Bayesian Generalized Linear Model

Perform a Bayesian test for differences between two (sub)groups on multiple binary outcomes using multinomial logistic regression as described in Kavelaars et al. (2024) .

Usage

bglm(
  data,
  grp,
  grp_a,
  grp_b,
  x_var,
  y_vars,
  x_method = c("Empirical", "Analytical", "Value"),
  x_def = c(-Inf, Inf),
  test = c("right_sided", "left_sided"),
  rule = c("All", "Any", "Comp"),
  w = NULL,
  b_mu0 = NULL,
  b_sigma0 = NULL,
  n_burn = 10000,
  n_it = 20000,
  n_thin = 1,
  n_chain = 2,
  start = c(0.5, 1),
  return_diagnostics = TRUE,
  return_diagnostic_plots = FALSE,
  return_samples = FALSE
)

Arguments

data: Data frame containing the data.
grp: Character string. Name of the grouping variable (will be treated as factor).
grp_a: Value of grp indicating first group.
grp_b: Value of grp indicating second group.
x_var: Character string. Name of covariate variable (currently supports single continuous or binary covariate)
y_vars: Character vector.

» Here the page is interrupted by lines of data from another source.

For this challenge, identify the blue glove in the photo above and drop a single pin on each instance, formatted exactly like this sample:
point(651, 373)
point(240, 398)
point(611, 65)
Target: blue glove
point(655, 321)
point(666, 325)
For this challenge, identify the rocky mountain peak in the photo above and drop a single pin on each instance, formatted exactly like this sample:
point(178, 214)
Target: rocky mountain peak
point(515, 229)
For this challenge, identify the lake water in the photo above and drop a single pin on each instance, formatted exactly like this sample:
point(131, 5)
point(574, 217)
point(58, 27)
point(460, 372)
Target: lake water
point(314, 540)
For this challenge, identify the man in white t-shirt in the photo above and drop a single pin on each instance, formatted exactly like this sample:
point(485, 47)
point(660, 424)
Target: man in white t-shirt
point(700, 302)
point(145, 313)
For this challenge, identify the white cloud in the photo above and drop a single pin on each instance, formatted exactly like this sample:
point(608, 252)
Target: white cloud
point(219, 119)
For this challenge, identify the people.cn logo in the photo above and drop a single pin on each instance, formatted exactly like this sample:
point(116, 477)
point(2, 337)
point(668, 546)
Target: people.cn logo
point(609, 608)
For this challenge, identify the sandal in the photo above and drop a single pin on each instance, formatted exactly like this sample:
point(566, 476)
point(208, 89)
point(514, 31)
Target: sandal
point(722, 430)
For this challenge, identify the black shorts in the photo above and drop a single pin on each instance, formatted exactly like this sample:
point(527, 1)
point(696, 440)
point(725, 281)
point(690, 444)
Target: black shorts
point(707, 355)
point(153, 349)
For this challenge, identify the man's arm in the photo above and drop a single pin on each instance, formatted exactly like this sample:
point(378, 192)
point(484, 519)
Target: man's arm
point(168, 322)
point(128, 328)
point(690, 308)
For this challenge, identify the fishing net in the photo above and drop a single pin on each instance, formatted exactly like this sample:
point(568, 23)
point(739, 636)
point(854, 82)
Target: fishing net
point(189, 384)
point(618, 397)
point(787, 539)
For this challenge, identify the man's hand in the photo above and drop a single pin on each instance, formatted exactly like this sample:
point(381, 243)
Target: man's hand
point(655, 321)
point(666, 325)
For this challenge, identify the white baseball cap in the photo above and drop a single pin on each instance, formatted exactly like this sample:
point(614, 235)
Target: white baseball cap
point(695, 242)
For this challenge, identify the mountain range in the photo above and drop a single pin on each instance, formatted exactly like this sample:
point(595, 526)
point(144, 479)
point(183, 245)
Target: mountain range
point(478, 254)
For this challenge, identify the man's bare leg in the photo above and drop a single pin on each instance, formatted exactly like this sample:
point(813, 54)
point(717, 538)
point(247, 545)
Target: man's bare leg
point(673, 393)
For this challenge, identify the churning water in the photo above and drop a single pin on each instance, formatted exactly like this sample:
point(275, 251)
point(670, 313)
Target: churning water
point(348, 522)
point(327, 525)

Names of outcome variables (currently supports 2 outcomes).
x_method: Character. Method for handling covariate: "Analytical" (numerical integration), "Empirical" (empirical marginalization), or "Value" (specific value). Default is "Empirical".
x_def: Numeric vector. Defines subpopulation: length-2 vector c(lower, upper) for "Analytical"/"Empirical", or scalar for "Value". Default is c(-Inf, Inf).
test: Character. Direction of test: "left_sided" for P(A>B) or "right_sided" for P(B>A). Default is "right_sided".
rule: Character. Decision rule: "All" (all outcomes favor hypothesis), "Any" (at least one outcome favors hypothesis), or "Comp" (weighted combination). Default is "All".
w: Numeric vector. Weights for compensatory rule. Only used if rule = "Comp". If NULL and rule = "Comp", equal weights are used. Default is NULL.
b_mu0: Vector of prior means of fixed regression coefficients. Default is rep(0, P), where P refers to the number of columns in the model matrix.
b_sigma0: Prior covariance matrix (PxP) of regression coefficients. Default is diag(1e-2, P), where P refers to the number of columns in the model matrix.
n_burn: Integer. Number of burn-in iterations. Default is 10000.
n_it: Integer. Number of MCMC iterations. Default is 20000.
n_thin: Integer. Thinning interval. Default is 1.
n_chain: Integer. Number of MCMC chains to be sampled. Default is 2.
start: Numeric vector. Starting values for chains. Should have length n_chain. Default is c(0.5, 1).
return_diagnostics: Logical. Return MCMC diagnostics? Default is TRUE.
return_diagnostic_plots: Logical. Should MCMC chains for diagnostic plots (traceplots, autocorrelation, density) be returned? Default is FALSE. If TRUE, diagnostics are returned by default.
return_samples: Logical. Should posterior samples be returned? Default is FALSE.

Value

An object of class bglm, a list containing:

estimates: A list with posterior means and standard deviations of group probabilities (mean_a, mean_b, sd_a, sd_b), as well as posterior means (b) and standard deviations (b_sd) of the regression coefficients.
sample_sizes: A list with group sample sizes (n_a, n_b).
delta: A list with posterior mean differences (mean_delta), posterior standard errors (se_delta), posterior probability of the hypothesis (pop), and, if rule = "Comp", the weighted difference (w_delta).
info: A list with prior specifications, test settings, group labels, covariate handling method, and subpopulation definition.
diags: If diagnostics are requested, a list with MCMC diagnostic results for the regression coefficients.
samples: If return_samples = TRUE, a list containing posterior draws of theta_a, theta_b, delta, and regression coefficients.

References

Kavelaars X, Mulder J, Kaptein M (2024). “Bayesian Multivariate Logistic Regression for Superiority and Inferiority Decision-Making under Observable Treatment Heterogeneity.” Multivariate Behavioral Research, 59(4), 859–882. doi:10.1080/00273171.2024.2337340 .

Examples

# Example with simulated data
# Generate data
set.seed(123)
n <- 100

data <- data.frame(
 group = rep(c("A", "B"), each = n/2),
 x = rnorm(n),
 stringsAsFactors = FALSE
)

p1 <- p2 <- rep(NA, n)

for (i in 1:n) {
 grpB <- ifelse(data$group[i] == "B", 1, 0)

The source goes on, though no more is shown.